The great Manny “Pac-Man” Pacquiao has officially retired from professional boxing after 38 years of prizefighting spanning nearly four decades.
He left the fight sport after achieving an unprecedented record of eight world championships in as many weight classes. His nearest competitors, Oscar De La Hoya and Tommy Hearns, with six and five respectively had long retired before him.
Oscar did it from super featherweight or 130 lbs through the middleweight or 160 lbs. in the 90s to the 2000s. Tommy “The Hit Man” Hearns accomplished his from the welterweights or 147 lbs through the light heavyweight or 175 lbs, becoming the first to win five between the 70s and the 90s.
Among the current remaining active top fighters, only Canelo Alvarez and Nonito Donaire have a shot of getting remotely near of his standing record. Of course, the likes of Shakur Stevenson, Gervonta “Tank” Davis and Naoya Inoue, currently with two to three world division championships tucked under their belts, are still young and have yet to hit their best primes. But they would be extremely lucky to get four or five at most in their respective careers.
Experts are unanimous in saying that it would take another unforeseen lifetime and very special fighter to match Pacquiao’s record.
Given that, today’s elite fighters and world champions are exploring other routes to establish greatness or distinguish themselves in the reckoning of history or at least in the record books.
Canelo Alvarez, particularly in his reported bid for a fifth division championship at cruiserweight (200 lbs maximum weight limit) versus defending WBC titlist Ilunga Makabu will also be trying to set a record in the biggest weight jump of 46 pounds starting from his first world title at super welterweight (154 lbs maximum weight limit).
The current official record is 42 lbs. also held by Pacquiao who first won a world boxing championship at flyweight or 112 lbs in 1998 and won his last at super welterweight or 154 lbs in 2010.
Most others, perhaps acknowledging the impossibility or futility of trying to at least match Pacquiao’s record, have been targeting winning all four major belts in their current divisions to become undisputed world champions of their weight class.

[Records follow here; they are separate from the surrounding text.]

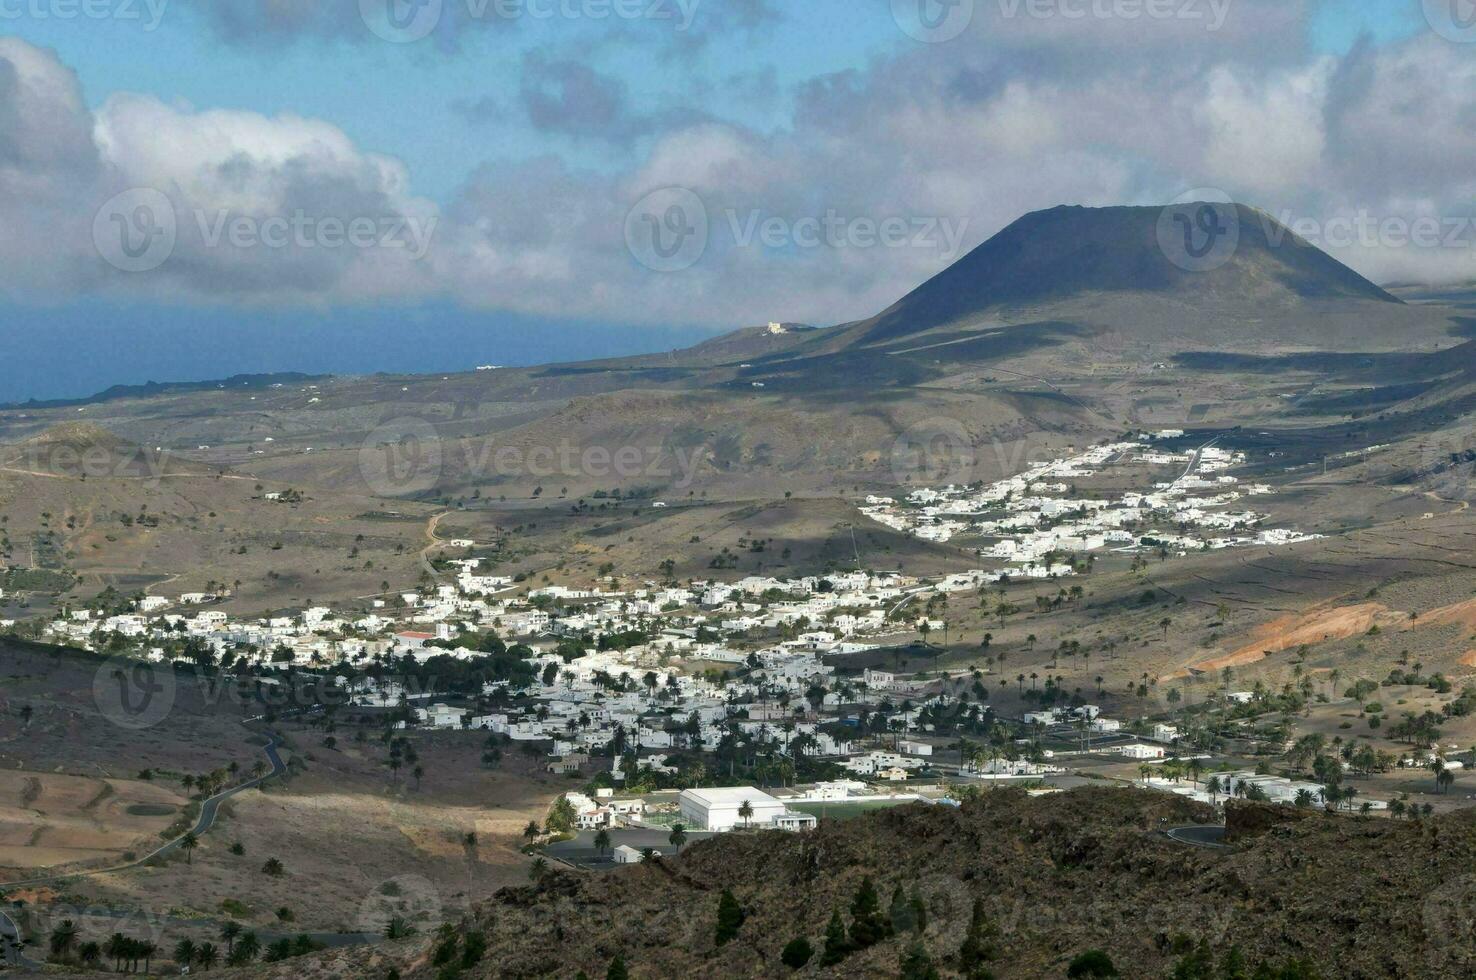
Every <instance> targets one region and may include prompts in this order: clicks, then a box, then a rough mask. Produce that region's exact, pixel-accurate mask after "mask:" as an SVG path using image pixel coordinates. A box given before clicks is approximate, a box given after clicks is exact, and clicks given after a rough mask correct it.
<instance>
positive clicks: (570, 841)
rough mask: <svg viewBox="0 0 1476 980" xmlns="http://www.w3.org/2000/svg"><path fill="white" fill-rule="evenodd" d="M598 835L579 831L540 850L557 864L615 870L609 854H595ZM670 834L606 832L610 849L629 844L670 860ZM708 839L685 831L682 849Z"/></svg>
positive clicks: (650, 831)
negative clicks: (563, 863) (654, 852)
mask: <svg viewBox="0 0 1476 980" xmlns="http://www.w3.org/2000/svg"><path fill="white" fill-rule="evenodd" d="M596 832H598V831H579V832H577V834H576V835H574V837H573V840H565V841H558V843H556V844H549V846H548V847H545V849H543V850H545V852H548V855H549V856H551V858H558V859H559V860H567V862H568V863H571V865H580V866H582V868H614V866H617V865H615V863H614V860H611V859H610V852H605V853H604V855H601V853H599V852H598V850H595V834H596ZM670 837H672V831H669V829H664V828H663V829H651V828H644V827H620V828H613V829H611V831H610V846H611V847H617V846H620V844H629V846H632V847H635V849H636V850H644V849H645V847H649V849H652V850H655V852H657V853H660V855H663V856H664V858H673V856H675V855H676V847H673V846H672V844H670ZM708 837H716V834H710V832H706V831H688V832H686V844H683V847H691V846H692V844H695V843H697V841H700V840H707V838H708Z"/></svg>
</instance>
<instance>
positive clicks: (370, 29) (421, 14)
mask: <svg viewBox="0 0 1476 980" xmlns="http://www.w3.org/2000/svg"><path fill="white" fill-rule="evenodd" d="M443 7H444V0H359V16H360V18H363V22H365V25H366V27H368V28H369V30H370V31H373V32H375V35H376V37H381V38H384V40H387V41H390V43H393V44H409V43H412V41H419V40H421V38H424V37H428V35H430V34H431V31H434V30H435V25H438V24H440V22H441V10H443Z"/></svg>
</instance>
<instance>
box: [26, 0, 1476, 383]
mask: <svg viewBox="0 0 1476 980" xmlns="http://www.w3.org/2000/svg"><path fill="white" fill-rule="evenodd" d="M1473 151H1476V1H1473V0H1358V1H1356V3H1353V1H1352V0H1340V1H1336V3H1334V1H1325V3H1324V1H1321V0H812V1H810V3H793V1H787V3H782V1H781V0H314V1H304V0H0V401H10V400H21V398H27V397H66V396H81V394H87V393H90V391H94V390H99V388H102V387H106V385H111V384H128V382H142V381H149V379H154V381H167V379H201V378H215V376H226V375H230V373H239V372H242V370H314V372H339V373H362V372H370V370H453V369H468V367H471V366H475V365H481V363H539V362H546V360H567V359H577V357H587V356H602V354H611V353H624V351H649V350H667V348H672V347H676V345H682V344H686V342H692V341H695V339H700V338H703V337H707V335H711V334H716V332H722V331H729V329H735V328H739V326H748V325H754V323H765V322H769V320H784V322H804V323H818V325H827V323H837V322H844V320H850V319H855V317H861V316H866V314H871V313H875V311H878V310H881V308H884V307H887V306H890V303H893V301H894V300H896V298H897V297H900V295H902V294H905V292H906V291H909V289H911V288H914V286H917V285H918V283H920V282H923V280H925V279H927V277H928V276H931V275H934V273H936V272H939V270H942V269H943V267H946V266H948V264H951V263H952V261H955V260H956V258H959V257H961V255H962V254H964V252H967V249H970V248H973V246H976V245H979V244H980V242H982V241H984V239H986V238H989V236H990V235H993V233H995V232H998V230H999V229H1002V227H1004V226H1007V224H1008V223H1011V221H1013V220H1015V218H1017V217H1020V215H1021V214H1024V213H1029V211H1033V210H1038V208H1046V207H1054V205H1058V204H1086V205H1108V204H1141V205H1159V204H1166V202H1169V201H1176V199H1188V198H1201V196H1215V198H1234V199H1238V201H1243V202H1246V204H1252V205H1256V207H1261V208H1263V210H1265V211H1268V213H1271V214H1272V215H1274V217H1278V218H1283V220H1286V221H1289V223H1292V221H1299V224H1297V226H1296V230H1299V233H1303V235H1305V236H1308V238H1311V239H1312V241H1314V244H1320V245H1322V246H1325V248H1327V249H1328V251H1331V252H1333V254H1334V255H1336V257H1337V258H1340V260H1343V261H1346V263H1349V264H1351V266H1353V267H1355V269H1358V270H1359V272H1362V273H1364V275H1367V276H1370V277H1373V279H1376V280H1380V282H1415V280H1417V282H1442V283H1444V282H1469V280H1476V269H1473V255H1476V251H1473V249H1476V221H1473V207H1472V205H1473V192H1476V170H1473V168H1472V167H1470V161H1472V159H1473V158H1476V156H1473ZM1420 229H1423V230H1424V233H1411V230H1414V232H1418V230H1420Z"/></svg>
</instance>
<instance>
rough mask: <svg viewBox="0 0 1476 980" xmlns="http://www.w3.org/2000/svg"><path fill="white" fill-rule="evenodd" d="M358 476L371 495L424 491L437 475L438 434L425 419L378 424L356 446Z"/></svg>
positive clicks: (400, 493)
mask: <svg viewBox="0 0 1476 980" xmlns="http://www.w3.org/2000/svg"><path fill="white" fill-rule="evenodd" d="M359 475H360V477H363V481H365V484H366V486H368V487H369V491H370V493H373V494H375V496H381V497H403V496H409V494H413V493H424V491H425V490H430V489H431V487H434V486H435V483H437V481H438V480H440V478H441V437H440V435H438V434H437V432H435V427H434V425H431V424H430V422H427V421H425V419H415V418H406V419H393V421H390V422H385V424H382V425H378V427H375V429H373V431H372V432H369V435H368V437H365V441H363V444H362V446H360V447H359Z"/></svg>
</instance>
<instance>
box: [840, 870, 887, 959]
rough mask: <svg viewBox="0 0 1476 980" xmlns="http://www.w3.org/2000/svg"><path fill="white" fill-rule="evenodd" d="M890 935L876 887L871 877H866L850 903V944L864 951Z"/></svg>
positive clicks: (886, 919) (861, 883)
mask: <svg viewBox="0 0 1476 980" xmlns="http://www.w3.org/2000/svg"><path fill="white" fill-rule="evenodd" d="M890 934H892V928H890V924H889V922H887V919H886V918H883V915H881V900H880V897H878V896H877V886H875V883H874V881H872V880H871V875H866V877H865V878H862V880H861V887H859V888H856V897H855V899H853V900H852V903H850V942H852V945H853V946H855V948H856V949H865V948H868V946H875V945H877V943H880V942H881V940H884V939H887V937H889V936H890Z"/></svg>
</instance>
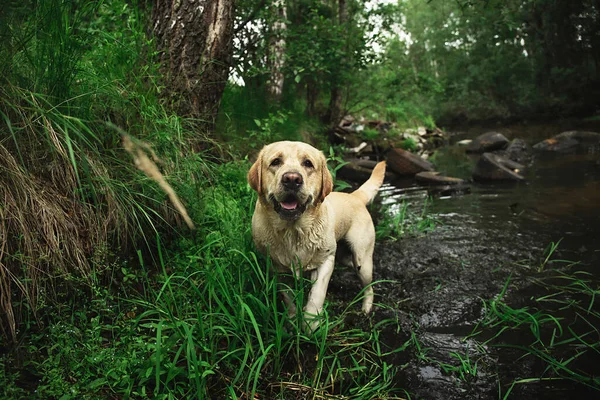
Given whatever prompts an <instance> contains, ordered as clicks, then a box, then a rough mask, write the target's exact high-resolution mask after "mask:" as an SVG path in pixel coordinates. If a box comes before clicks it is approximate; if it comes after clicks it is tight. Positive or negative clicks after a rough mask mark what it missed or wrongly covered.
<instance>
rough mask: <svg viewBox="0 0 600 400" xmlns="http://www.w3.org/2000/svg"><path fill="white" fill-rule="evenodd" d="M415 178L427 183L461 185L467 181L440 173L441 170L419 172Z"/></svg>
mask: <svg viewBox="0 0 600 400" xmlns="http://www.w3.org/2000/svg"><path fill="white" fill-rule="evenodd" d="M415 179H416V180H417V182H419V183H423V184H426V185H461V184H463V183H465V181H464V180H462V179H459V178H452V177H450V176H444V175H440V173H439V172H431V171H424V172H419V173H418V174H416V175H415Z"/></svg>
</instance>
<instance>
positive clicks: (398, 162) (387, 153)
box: [386, 149, 433, 176]
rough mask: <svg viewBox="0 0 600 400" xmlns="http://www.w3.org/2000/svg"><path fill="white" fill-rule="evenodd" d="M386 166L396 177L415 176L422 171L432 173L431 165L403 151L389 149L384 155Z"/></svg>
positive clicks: (401, 149)
mask: <svg viewBox="0 0 600 400" xmlns="http://www.w3.org/2000/svg"><path fill="white" fill-rule="evenodd" d="M386 159H387V162H388V166H389V167H390V169H391V170H392V171H394V172H395V173H396V174H398V175H404V176H405V175H415V174H417V173H419V172H422V171H433V164H432V163H430V162H429V161H426V160H424V159H423V158H421V157H419V156H417V155H415V154H413V153H411V152H410V151H406V150H403V149H391V150H390V151H389V152H388V153H387V154H386Z"/></svg>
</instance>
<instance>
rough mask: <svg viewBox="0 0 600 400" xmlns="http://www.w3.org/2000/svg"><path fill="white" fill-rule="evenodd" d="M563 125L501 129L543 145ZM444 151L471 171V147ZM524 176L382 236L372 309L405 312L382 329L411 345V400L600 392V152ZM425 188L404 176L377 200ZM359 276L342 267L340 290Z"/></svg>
mask: <svg viewBox="0 0 600 400" xmlns="http://www.w3.org/2000/svg"><path fill="white" fill-rule="evenodd" d="M561 129H562V127H556V126H551V127H548V126H546V127H538V128H537V129H534V130H532V131H531V130H530V135H529V136H524V132H522V131H519V128H518V127H517V128H515V127H510V128H507V129H504V131H505V132H508V134H509V136H511V137H516V136H518V137H526V140H528V141H529V143H533V142H535V141H537V140H539V139H540V138H541V137H542V136H544V137H545V136H550V135H551V134H553V133H555V132H556V131H560V130H561ZM478 133H479V132H478V131H474V132H471V133H462V134H461V135H462V136H458V137H464V136H469V135H471V136H473V135H476V134H478ZM447 157H448V159H447V160H446V163H447V165H449V166H458V167H459V168H458V169H457V170H456V171H455V174H454V175H455V176H458V177H462V176H460V173H461V172H460V170H461V168H462V170H464V171H470V169H471V167H472V164H469V162H470V161H469V160H468V159H466V158H465V157H464V154H463V153H461V152H460V151H455V150H453V149H452V148H450V149H447ZM453 157H454V158H453ZM465 160H466V161H465ZM471 162H472V161H471ZM465 173H466V172H465ZM526 178H527V181H526V182H524V183H517V184H493V185H490V184H477V183H472V187H471V189H472V190H471V193H469V194H459V195H454V196H445V197H444V196H442V197H438V198H436V199H434V201H433V203H430V204H429V205H428V210H427V213H426V215H427V217H426V218H429V221H428V222H427V223H428V224H430V225H431V226H434V228H433V229H432V230H430V231H427V232H423V233H419V232H412V233H411V234H410V235H408V237H405V238H403V239H402V240H400V241H390V240H388V241H379V243H378V245H377V248H376V253H375V279H376V280H379V281H382V282H380V283H378V284H377V286H376V296H377V298H376V301H377V302H379V303H380V304H381V306H380V308H379V309H378V310H377V311H376V312H375V315H374V316H373V320H374V321H383V320H386V319H395V320H397V321H398V326H399V327H400V328H399V329H396V330H395V331H394V330H393V329H390V330H384V332H382V336H381V340H382V343H383V345H385V346H386V347H387V348H389V349H393V348H398V347H401V346H407V348H406V350H405V351H402V352H399V353H396V354H395V355H394V356H390V359H389V362H390V363H392V364H393V365H395V366H397V367H398V368H399V373H398V374H397V377H396V379H397V385H398V386H399V387H402V388H404V389H406V390H408V392H409V393H410V394H411V396H413V398H423V399H487V398H502V397H503V396H505V395H507V394H508V398H511V399H531V398H545V399H580V398H594V397H597V396H599V395H600V392H599V391H598V389H599V388H600V380H598V378H595V377H597V376H598V375H599V374H600V351H599V349H598V346H597V343H598V342H599V341H600V333H599V332H598V330H597V328H596V326H598V324H599V323H600V319H598V317H599V315H598V313H597V312H596V311H595V310H596V309H598V308H600V307H598V306H597V305H596V302H595V296H596V295H600V292H599V290H598V288H599V282H600V270H599V269H598V267H599V266H600V207H599V205H600V152H598V151H597V150H596V149H593V148H592V149H587V150H586V151H583V152H582V151H579V152H577V153H573V154H567V155H564V154H563V155H556V154H544V155H535V157H534V159H533V161H532V163H531V166H530V168H529V170H528V171H527V175H526ZM427 197H428V192H427V191H426V189H425V188H422V187H419V186H418V185H416V184H415V183H414V182H413V181H410V180H397V181H394V182H391V183H390V184H388V185H386V186H385V187H384V188H383V189H382V192H381V200H380V201H381V204H382V205H383V206H384V208H386V207H387V212H388V213H390V214H391V215H396V214H398V213H400V212H402V209H403V207H405V206H404V204H407V206H406V207H408V209H409V210H412V214H413V215H415V214H416V215H420V214H422V207H423V203H424V201H425V199H426V198H427ZM553 244H554V245H557V246H556V248H555V249H553V250H552V249H551V247H552V245H553ZM565 260H566V261H565ZM567 261H570V262H567ZM349 287H352V290H348V288H349ZM356 287H357V283H356V278H355V276H354V274H353V273H352V272H351V271H345V270H342V269H337V270H336V271H335V272H334V277H333V279H332V281H331V284H330V290H329V293H330V296H331V298H332V300H336V299H337V300H344V301H349V300H352V296H353V295H354V294H355V293H356V290H355V288H356ZM519 318H521V319H519ZM554 319H556V321H555V320H554ZM578 338H579V339H583V340H584V341H585V343H588V344H589V345H587V346H586V345H584V344H582V342H581V341H580V340H579V339H578ZM407 344H408V345H407ZM561 363H562V364H561ZM563 364H564V365H563Z"/></svg>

Being undisputed world champion is an elite distinction by itself. Since the beginning of the four world belt era in the early 80s with the addition of the IBF and a little later, the WBO, only six fighters have won and reigned as undisputed world champions, namely Oleksander Usyk (cruiserweight), Canelo Alvarez (super middleweight), Floyd Mayweather, Jr. (welterweight), Vasily Lomachenko (lightweight) Terrence Crawford and Josh Taylor. both at super lightweight.
If Oleksandr Usyk, now unified WBA-IBF-WBO heavyweight titlist eventually add the WBC (and the Ring Magazine lineal) belt over Tyson Fury next year, he will become the first fighter to become undisputed world champion in two weight divisions. If Fury wins, he will become the undisputed world champion, only the seventh fighter to accomplish the feat.
The undisputed world championship has been such a big deal that it had even been used to somewhat degrade Pacquiao’s eight world division championships record.
Some are saying Manny never won an undisputed world championship, meaning all the major belts, in any of the eight weight divisions he had fought and won world titles in.
But Manny never had, or needed to.
In at least half of the eight world division boxing titles he won, Manny defeated the recognized lineal world champions, the primes inter pares, the first among equal titlists, namely Chatchai Sasakul who beat the man who beat the man at flyweight, Yuri Arbachakov; Antonio Barrera who beat Erik Morales at featherweight; Juan Manuel Marquez at super featherweight after also beating Morales and Barrera, and Ricky Hatton, conqueror of the great Kostya Tyzsu, at super lightweight or junior welterweight.
It goes without saying that Manny could have beaten the other lesser champions too in those divisions had he opted to unify all the belts there at.
Anyway, at least three Filipino current world champions have the chance to become undisputed world champions in their respective classes: Nonito Donaire and Johnriel Casimero, WBC and WBO bantamweight titlists, respectively, both at 118 lbs and long reigning IBF super flyweight titleholder Jerwin Ancajas at 115 lbs.
But they have to win their fights this December, Donaire and Casimero in title defenses and Ancajas in a still to be finalized world title unification versus WBO titlist Kazuto Ioka in Japan.
Donaire particularly has to win for him not only to continue to vie for the undisputed world championship at bantamweight versus Naoya Inoue and or Casimero depending on circumstances but also to try to win an official fifth world title by going yet another division down to the super flyweights or 115 lbs.
Nonito is now among the very few fighters to have won at least two world championships by going down in weight class. He will be the first to try for another world title by going down in a third lower weight division.
The way things are going, record wise, Manny Pacquiao’s record of greatness will not be the only one in the books, particularly for Filipino fighters.
But that would just be fine, if you asked me.